Dive Brief:
-
Maryland recently became the latest state to offer legal protections to employees who ask co-workers how much money they make. The law is part of the overall movement that promotes using pay transparency as a way to help close the gender pay gap.
-
Yet, according to the Washington Post, while those favoring such transparency are increasing, a Point Taken-Marist Poll offers a roadblock on the highway to open pay data: Americans don't necessarily favor it. The survey found that more than seven in 10 of the U.S. workers polled do not think private companies should be required to publish employee salaries, either publicly or internally, and two-thirds said they don't want to disclose their personal income, the Post reports.
-
However, the Post notes that the Point Taken-Marist poll offered a very small sample (538 adults nationwide), and some of the questions may have confused poll-takers. The basic data found that fewer than one-third of respondents would not mind with sharing their salaries, with 33% of men, 28% of women, 28% of white respondents and 34% of non-white respondents feeling that way.
Dive Insight:
Gender-wise, men are more likely (79% vs. 67%) than women to keep pay numbers private. One reason given, by 63% of white respondents, was that divulging pay data would "create friction" within the workplace (though some surveys show that not to be the case). However, fewer (51%) of non-white respondents shared that view.

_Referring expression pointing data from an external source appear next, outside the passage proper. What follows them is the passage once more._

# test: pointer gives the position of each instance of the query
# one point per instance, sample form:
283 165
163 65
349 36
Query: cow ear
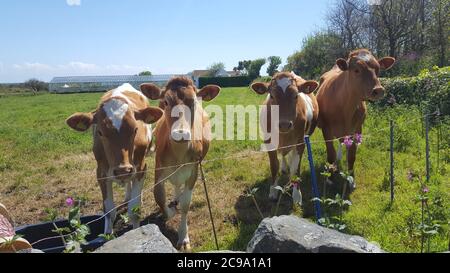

Denise DiIanni, senior executive in charge of content development at WGBH National Programming, which commissioned the survey, told the Post that since salary transparency is mentioned as a way to drive salary equity, she expected at worst a 50-50 split. "I was surprised we were still as private about salaries," she told the Post.
Charly Carter, executive director of Maryland Working Families, told the Post that favoring transparency is a "crucial step toward equality." But while transparency alone is not enough, it is an important part of gathering the right data to ensure the right steps are taken.
“The discomfort around transparency might come from people who have an advantage wanting to keep that advantage,” Carter told the Post. “But we all do better when we all do better.”